How to balance growth and burn rate in startups?

Ravi Kumar.
3 min readJul 11, 2022

It’s always a tightrope when balancing between growth and keeping burn in check especially in current volatile market. This summary from Point Nine Managing Partner Christoph Janz’s talk at SaaStr gives a great framework to manage it.

In the current environment, growth is not going to be rewarded at any cost.

📈 Companies can go from boom to bust in a matter of months.

🥵 Slow growth + High spend = (Higher burn, shorter runway, Less ARR, less investor interest)

If you need to raise in such a situation, you need to raise at a much lower valuation or a down round.This can be a matter of life and death.

Become Default Investable:

There is never one factor or two that makes a company investable. Growth is still very important. If you are not growing atleast 2X every year, its hard to get investors excited.

But it is not growth at any cost. Efficiency is very important.

There are two ways to measure efficiency.

  1. Burn Multiple

What this means is think about how much runway you have.

Burn multiple tells you how much capital do I have to raise for $1 of Net New ARR.

Net New ARR = New ARR from new customers + Expansion ARR from existing customers — Churned ARR.

When you are in the beginning, the burn multiple can be low.

2. Sales Efficiency

If we put both these in a 2X2 matrix, you can make some important observations:

Top Right

If you are on the top right, everything is on the track.

Bottom Right

Sales efficiency is good but overall burn multiple is too high.

You should not cut cost across the board to increase the runway.

Here, you have an opportunity to increase your sales and marketing spend until it stops to be efficient.

In this quadrant, you should try to cut cost at everything that is not sales and marketing like R&D, G&A etc. And move more budget to sales and marketing.

It might be counter intuitive but if you have an efficient sales and marketing, then try to increase your budget there and save money in other places.

Top Left

But if you sales and marketing efficiency is low, and your burn multiple is also low, that means overall you are okay. But you are wasting money in sales and marketing and you might let go some of them and reduce your marketing spend.

Bottom Left

Reduce spend across the board.

Key Takeaways

  1. You can have an ambitious upside, but your runway planning should be based on more conservative growth.
  2. Keep a close eye on net new ARR, be fast to adapt and have a “burn budget”.
  3. If you cant become “default alive”, become “default investable”.
  4. Depending on your burn multiple, and your sales efficiency number, you may want to move budget from G&A, R&D, to S&M, the other way round, or reduce cost across the board.

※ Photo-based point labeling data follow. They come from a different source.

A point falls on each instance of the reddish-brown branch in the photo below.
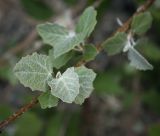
(27, 107)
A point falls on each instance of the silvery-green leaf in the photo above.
(138, 61)
(47, 100)
(65, 86)
(87, 22)
(115, 44)
(61, 60)
(90, 52)
(33, 71)
(59, 37)
(141, 23)
(86, 78)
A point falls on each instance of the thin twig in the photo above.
(17, 114)
(27, 107)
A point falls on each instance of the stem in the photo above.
(17, 114)
(34, 101)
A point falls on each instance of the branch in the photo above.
(17, 114)
(27, 107)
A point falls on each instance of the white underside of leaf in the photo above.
(66, 87)
(33, 71)
(86, 78)
(138, 61)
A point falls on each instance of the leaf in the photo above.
(61, 60)
(90, 52)
(141, 23)
(33, 71)
(86, 78)
(66, 86)
(138, 61)
(115, 44)
(59, 37)
(47, 100)
(87, 22)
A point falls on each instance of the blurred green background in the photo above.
(125, 102)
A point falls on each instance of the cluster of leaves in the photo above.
(125, 41)
(75, 84)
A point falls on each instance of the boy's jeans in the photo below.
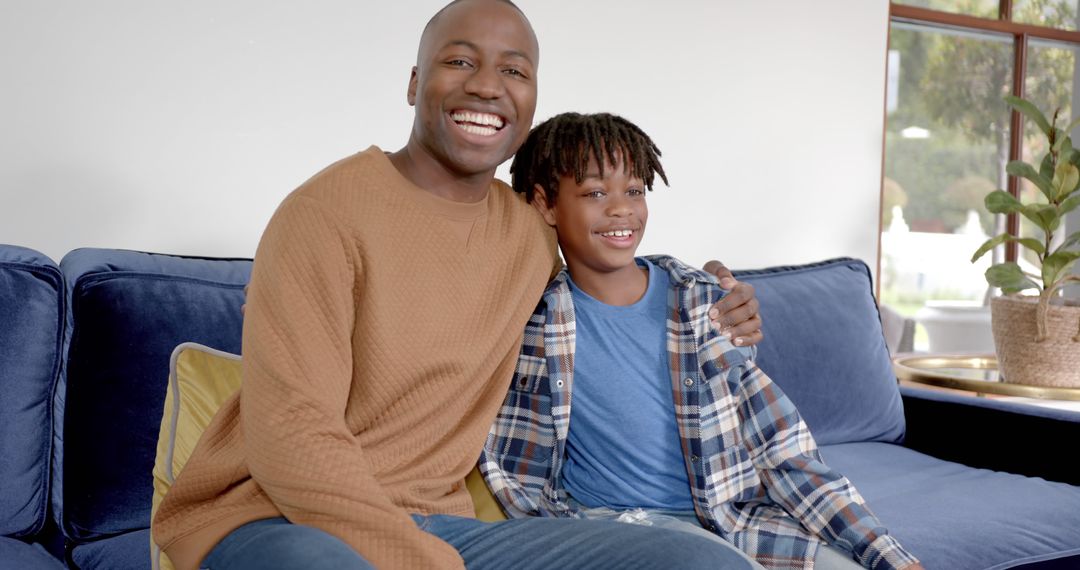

Bonus Tips to Increase Runway

  1. Switch more customers to upfront payments
  2. De-grandfather customers on old, lower — pricing plans.
  3. Try increasing your pricing
  4. Let go of your bottom 5–10% performers.
  5. Move on from any VP that isnt amazing. (Good idea even if you have enough runway)
  6. Get better at collections
  7. Renegotiate with your vendors.
  8. Reduce paid marketing spend.
  9. Consider venture debt or revenue based financing.